A year and a half later she agreed. "He looked like my bank manager. He had on a navy-blue cashmere suit, a starched white shirt with cuff links, crocodile shoes, and his hair was all slicked back. I'd expected him to have his jumper on inside out and his glasses on upside down. But he was just normal like me or you.

"He was an extremely funny man, different from anyone I had ever met before. He never raised his voice above a whisper. There was just something about him."

Ronnie asked her to marry him on her second visit. She told him he was "nuts" and needed time. A year later, in 1989, she agreed and they were married within weeks.

So what made her want to be the wife of a bisexual paranoid schizophrenic murderer serving life in Broadmoor? "I was a bit mad I suppose," she says, erupting into giggles. "I was 30-odd, divorced, couldn't have any children and didn't fit in with coffee mornings and Pampers. I just didn't seem to fit anywhere - then along come Ron and, at the time it was what I needed.

"Maybe it was a mid-life crisis.
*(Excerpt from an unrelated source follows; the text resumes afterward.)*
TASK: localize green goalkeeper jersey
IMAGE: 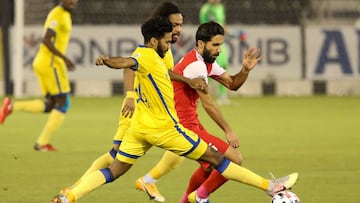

Men buy Harley Davidsons and get a young bird - I married a Kray. He was exciting to be around. He was so funny, mad and witty. Sure he could be an absolute bastard, but at the end of the day, at that time, it was right for both of us. People say I married him for money or for his name, but I knew Reggie for a year and a half before I met Ronnie, and certainly wouldn't have married him for any money in the world. Anyway, I had much more cash than Ronnie." Three years into the marriage, however, she was found guilty of fraud, having been caught buying nearly £1,000-worth of designer clothes on a stolen Diners Club card.

The marriage, was, she says, "absolute hell 99 per cent of the time" as her husband made her run his life on the outside. "I had to go and see all his friends, pick up money, pick up this, arrange that. He'd ring me up and say 'Pick up this parcel from this man outside the station at four o'clock tomorrow'. And then he'd say 'Wait for my instructions' and then it would be 'Pass it on to such and such in Scotland'. It was day in, day out."

A year into the marriage she had a nervous breakdown, and was admitted to a psychiatric hospital for three weeks. "I lost my identity. I'd walk into a room and people would whisper 'There's Ronnie Kray's wife'. I was totally paranoid."

Ron suggested that she got a boyfriend (their own marriage was never consummated, as Broadmoor does not allow conjugal visits). But it was not easy finding someone prepared to date the wife of Ronnie Kray. For Ronnie, however, sexual relations were much easier.

"I always knew when he had a boyfriend," she says. "He would ask me to get him a Gucci watch. Sometimes he would ask me to get four or five and wink, and I'd know what he meant."

Was she jealous?

"Naaaa. That was Ron's life inside," she says.

It was Ron who eventually asked for a divorce. "It was all the pressures. They got too much for him and for me. Mainly for him because he was really paranoid by that time. If I had my glasses on when I went to see him he'd say 'You're not Kate. Who are you?'."

By that time she had already brought out a book about her marriage. There has since been one on Britain's eight deadliest murderers; one on the "deathbed secrets"' of Ronnie; and a co-written autobiography of gangster Roy Shaw.

How would she answer critics who say she's cashing in on her ex-husband's name (she was declared bankrupt a week after Ronnie died)? "They don't know what they are talking about," she says, non-plussed. "People say: 'Why don't you change your name?' I'll change it when I marry again. What am I suppose to do, change it back to my last married name? At the end of the day I write crime books now, and it's an awfully good name to have when writing crime books."